The horse race

As a Linguistics undergrad at U.C. Berkeley in the late ’80s, the best course I took was by George Lakoff, centering on his book, Metaphors We Live By.

In that wide-ranging course, one of Professor Lakoff’s observations was that the horse race metaphor for presidential elections has come to dominate our thinking of politics so much that the media rarely covers anything else.

If a candidate gives a speech proposing, say, a new health plan, the media reaction is not to analyze the health plan or quote experts discussing whether it is a good health plan or a bad health plan. Instead, the media reaction is, invariably, to quote experts who analyze whether or not the proposed health plan would help the candidate in the polls or hurt the candidate in the polls.

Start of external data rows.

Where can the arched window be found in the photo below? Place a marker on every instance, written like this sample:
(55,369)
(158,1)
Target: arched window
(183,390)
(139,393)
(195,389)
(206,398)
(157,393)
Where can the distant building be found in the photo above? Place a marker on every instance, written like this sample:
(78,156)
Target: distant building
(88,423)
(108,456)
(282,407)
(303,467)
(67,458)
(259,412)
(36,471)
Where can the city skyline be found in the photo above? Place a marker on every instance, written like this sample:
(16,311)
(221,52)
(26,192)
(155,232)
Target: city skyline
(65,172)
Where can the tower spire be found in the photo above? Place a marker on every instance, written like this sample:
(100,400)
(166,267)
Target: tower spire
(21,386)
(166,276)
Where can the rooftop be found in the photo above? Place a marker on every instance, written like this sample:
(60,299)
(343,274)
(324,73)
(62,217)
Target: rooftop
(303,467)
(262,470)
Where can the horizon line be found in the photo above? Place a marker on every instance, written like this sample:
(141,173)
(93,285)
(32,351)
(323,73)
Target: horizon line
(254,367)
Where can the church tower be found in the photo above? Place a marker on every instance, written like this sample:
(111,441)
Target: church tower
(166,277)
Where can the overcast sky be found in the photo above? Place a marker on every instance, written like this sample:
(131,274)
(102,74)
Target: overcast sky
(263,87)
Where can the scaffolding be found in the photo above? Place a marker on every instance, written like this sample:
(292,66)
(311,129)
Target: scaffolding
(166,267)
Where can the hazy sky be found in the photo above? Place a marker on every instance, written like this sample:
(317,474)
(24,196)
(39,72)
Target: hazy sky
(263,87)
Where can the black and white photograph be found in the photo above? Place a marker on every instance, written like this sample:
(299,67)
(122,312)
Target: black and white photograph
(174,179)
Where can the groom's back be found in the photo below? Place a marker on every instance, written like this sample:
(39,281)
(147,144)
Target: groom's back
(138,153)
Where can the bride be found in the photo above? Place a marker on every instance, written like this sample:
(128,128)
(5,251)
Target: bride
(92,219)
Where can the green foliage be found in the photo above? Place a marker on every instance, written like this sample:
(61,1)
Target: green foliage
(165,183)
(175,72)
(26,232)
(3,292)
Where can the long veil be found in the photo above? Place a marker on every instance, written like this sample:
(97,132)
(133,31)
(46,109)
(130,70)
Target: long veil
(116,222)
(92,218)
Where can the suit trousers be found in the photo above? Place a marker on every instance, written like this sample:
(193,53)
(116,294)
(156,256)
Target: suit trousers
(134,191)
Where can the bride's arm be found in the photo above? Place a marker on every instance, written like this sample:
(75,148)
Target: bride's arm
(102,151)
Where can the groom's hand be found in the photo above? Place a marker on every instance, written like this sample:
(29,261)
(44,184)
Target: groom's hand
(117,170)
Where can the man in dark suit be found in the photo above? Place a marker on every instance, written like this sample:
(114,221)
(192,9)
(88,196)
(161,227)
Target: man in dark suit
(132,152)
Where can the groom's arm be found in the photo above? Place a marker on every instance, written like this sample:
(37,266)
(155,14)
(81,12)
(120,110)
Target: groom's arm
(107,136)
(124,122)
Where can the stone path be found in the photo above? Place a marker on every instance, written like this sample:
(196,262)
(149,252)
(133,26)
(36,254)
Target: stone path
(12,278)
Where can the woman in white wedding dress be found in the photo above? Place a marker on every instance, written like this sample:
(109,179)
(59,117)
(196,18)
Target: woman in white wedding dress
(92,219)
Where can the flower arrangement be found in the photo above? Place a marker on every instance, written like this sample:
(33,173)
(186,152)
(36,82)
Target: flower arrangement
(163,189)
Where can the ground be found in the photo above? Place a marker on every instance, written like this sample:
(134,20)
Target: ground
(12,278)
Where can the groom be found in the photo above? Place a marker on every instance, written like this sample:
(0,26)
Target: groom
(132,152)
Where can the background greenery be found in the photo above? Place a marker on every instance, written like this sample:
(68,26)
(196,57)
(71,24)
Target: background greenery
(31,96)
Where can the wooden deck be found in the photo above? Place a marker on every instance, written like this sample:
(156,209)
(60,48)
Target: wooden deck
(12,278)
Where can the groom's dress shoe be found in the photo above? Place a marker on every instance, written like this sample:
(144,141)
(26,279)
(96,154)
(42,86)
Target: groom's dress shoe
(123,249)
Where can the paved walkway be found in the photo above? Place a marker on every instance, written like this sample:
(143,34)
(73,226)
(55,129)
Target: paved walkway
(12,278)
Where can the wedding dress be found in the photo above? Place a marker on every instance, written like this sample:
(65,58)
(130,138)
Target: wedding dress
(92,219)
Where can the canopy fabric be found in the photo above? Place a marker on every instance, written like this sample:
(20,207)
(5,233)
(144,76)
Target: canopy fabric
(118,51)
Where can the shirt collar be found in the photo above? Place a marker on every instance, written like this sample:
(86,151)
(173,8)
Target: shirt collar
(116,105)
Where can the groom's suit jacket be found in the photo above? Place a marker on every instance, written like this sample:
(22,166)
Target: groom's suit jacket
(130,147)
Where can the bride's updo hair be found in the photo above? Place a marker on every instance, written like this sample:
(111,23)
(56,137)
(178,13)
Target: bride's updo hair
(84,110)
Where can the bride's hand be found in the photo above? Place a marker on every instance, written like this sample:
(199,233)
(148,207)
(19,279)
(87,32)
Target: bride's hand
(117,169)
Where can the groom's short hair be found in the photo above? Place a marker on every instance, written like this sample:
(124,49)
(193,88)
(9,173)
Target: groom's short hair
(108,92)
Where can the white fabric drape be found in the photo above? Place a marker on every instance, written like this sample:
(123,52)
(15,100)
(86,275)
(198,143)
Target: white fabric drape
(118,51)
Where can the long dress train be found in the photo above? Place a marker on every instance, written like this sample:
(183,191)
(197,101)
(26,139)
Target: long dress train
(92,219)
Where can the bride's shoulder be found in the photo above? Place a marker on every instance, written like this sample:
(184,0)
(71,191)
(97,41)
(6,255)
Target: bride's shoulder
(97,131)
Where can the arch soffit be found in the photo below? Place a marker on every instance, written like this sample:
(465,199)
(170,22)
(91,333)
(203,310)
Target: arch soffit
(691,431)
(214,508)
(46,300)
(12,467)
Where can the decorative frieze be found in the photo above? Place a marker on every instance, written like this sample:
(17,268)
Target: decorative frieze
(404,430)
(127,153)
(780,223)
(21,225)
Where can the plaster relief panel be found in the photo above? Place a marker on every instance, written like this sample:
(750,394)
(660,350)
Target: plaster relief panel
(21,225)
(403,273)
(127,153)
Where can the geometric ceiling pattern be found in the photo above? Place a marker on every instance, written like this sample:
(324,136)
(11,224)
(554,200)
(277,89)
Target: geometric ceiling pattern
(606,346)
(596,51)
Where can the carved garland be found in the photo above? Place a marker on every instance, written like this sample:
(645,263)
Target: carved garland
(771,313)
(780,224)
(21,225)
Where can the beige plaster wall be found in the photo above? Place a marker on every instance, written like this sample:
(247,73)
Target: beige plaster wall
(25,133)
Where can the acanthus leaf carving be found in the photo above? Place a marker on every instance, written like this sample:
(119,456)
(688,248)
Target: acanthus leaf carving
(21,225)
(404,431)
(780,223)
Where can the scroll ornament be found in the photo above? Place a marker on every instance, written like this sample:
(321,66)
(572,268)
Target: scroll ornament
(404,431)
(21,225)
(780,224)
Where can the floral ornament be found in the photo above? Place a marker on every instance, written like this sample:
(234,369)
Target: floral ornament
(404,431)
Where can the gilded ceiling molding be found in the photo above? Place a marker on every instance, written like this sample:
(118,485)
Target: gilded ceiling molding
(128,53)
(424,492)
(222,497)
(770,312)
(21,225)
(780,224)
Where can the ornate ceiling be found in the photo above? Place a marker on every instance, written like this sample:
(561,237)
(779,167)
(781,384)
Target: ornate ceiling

(Certainly a good health plan might be expected to help the candidate in the polls, but instead of analyzing the effectiveness of the plan first and the impact on the election second, we do it backwards, and the deeper analysis is often an afterthought or even not included at all.)

I am wearied by the current coverage of the primaries because of just this. I will not link to prime examples on the major news sites, yet. But I assure you that if you watch for this in the newspaper articles you read, or the TV news coverage that you watch, you will rarely see anything else.

I grant that knowing who is in the lead is important. But should it be all that we care about?